For instance, consider some of the Grateful Dead concerts from 1987 that were challenging to parse using regex:

HJK (11/6/87)
HJK (11/7/87)
HJK (11/8/87)
Long Beach Arena (11/13/87)
Long Beach (11/14/87)
Long Beach Arena (11/15/87)

I basically told the LLM in the prompt to use its best judgement when extracting concert details.

sqlite> select id, name, city, state, country from venue where "name" like "%hjk%";
188|HJK|||USA
189|HJK|unknown||USA

It turns out that “HJK” stands for the Henry J. Kaiser Convention Center located in Oakland, CA. Llama3 didn’t recognize this, so it returned the data inconsistently: sometimes with empty strings for city and state, and other times with “unknown” for the city.


sqlite> select id, name, city, state, country from venue where "city" like "%long%";
163|Long Beach Arena|Long Beach|CA|USA
190|Long Beach|Long Beach|CA|USA

The show listed as “Long Beach (11/14/87)” should have been written as “Long Beach Arena (11/14/87),” but Llama3 wasn’t able to identify and correct this data issue.


sqlite> select id, title from song where "title" like "%corin%";
65|Corinna
171|Corina

Bob Dylan’s Corinna that the Grateful Dead covered with him, is spelled with 2 N’s and is actually officially titled “Corinna, Corinna”.

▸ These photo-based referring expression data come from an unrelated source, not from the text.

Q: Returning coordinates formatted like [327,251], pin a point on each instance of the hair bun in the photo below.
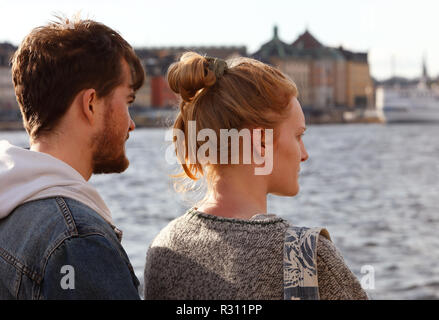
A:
[191,74]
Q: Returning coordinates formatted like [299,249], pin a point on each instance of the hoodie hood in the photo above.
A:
[29,175]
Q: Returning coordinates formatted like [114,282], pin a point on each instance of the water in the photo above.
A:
[374,187]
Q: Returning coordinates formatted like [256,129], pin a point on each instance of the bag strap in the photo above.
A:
[300,263]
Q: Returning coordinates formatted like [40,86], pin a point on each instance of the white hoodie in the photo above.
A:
[28,175]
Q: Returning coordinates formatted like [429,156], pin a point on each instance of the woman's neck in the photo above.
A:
[236,197]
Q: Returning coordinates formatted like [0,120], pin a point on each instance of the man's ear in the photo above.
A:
[88,105]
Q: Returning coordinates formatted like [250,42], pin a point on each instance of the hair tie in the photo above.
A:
[217,65]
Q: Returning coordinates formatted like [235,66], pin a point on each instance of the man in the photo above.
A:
[74,81]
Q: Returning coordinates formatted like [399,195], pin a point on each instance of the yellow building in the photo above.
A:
[359,85]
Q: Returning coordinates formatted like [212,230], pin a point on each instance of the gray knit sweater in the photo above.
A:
[201,256]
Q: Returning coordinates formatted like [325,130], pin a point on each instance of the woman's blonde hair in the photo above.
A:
[249,94]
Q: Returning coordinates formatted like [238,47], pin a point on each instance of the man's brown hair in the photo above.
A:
[55,62]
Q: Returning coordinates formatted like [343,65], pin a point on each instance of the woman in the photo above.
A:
[226,246]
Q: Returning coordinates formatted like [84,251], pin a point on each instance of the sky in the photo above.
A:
[397,34]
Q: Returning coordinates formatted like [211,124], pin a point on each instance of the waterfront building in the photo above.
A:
[7,94]
[290,60]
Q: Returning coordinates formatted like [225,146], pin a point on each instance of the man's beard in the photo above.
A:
[109,152]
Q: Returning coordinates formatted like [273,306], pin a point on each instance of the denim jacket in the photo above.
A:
[58,248]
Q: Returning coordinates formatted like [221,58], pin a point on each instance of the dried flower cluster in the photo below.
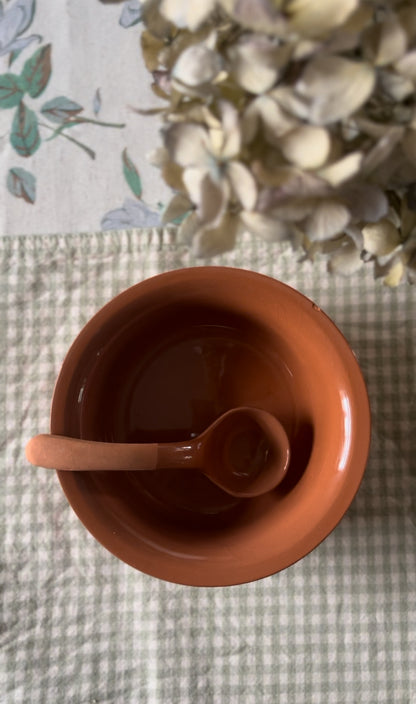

There are plenty more small issues like this that will require more processing to correct.

Takeaways

This project was learning experience for me, even though the database I created isn’t unique. Modern Grateful Dead sites like herbibot.com and setlist.fm already have this data cleaned and well-organized. Here are some of my key takeaways:

  1. Web Scraping with BeautifulSoup: BeautifulSoup proved to be a very useful library for parsing HTML in Python.
  2. Data Extraction with LLMs: Using Ollama to extract data into structured JSON is amazing. This approach simplified the extraction process, especially when dealing with inconsistent formats. JSON extraction can be incredibly useful for many tasks, and exploring local LLMs can save costs associated with API usage.
  3. Handling Data Inconsistencies: Despite the LLM’s capabilities, some data quality issues persisted. This highlights the importance of combining automated tools with manual verification for critical data projects.
  4. Future Applications: The methods and tools used in this project have broad applications beyond just creating a Grateful Dead setlist database. They can be adapted for various data extraction and structuring tasks in the real world ™.

Overall, this project was interesting and I learned quite a bit. I hope to clean this data up and do some more thoughful analysis on the setlists.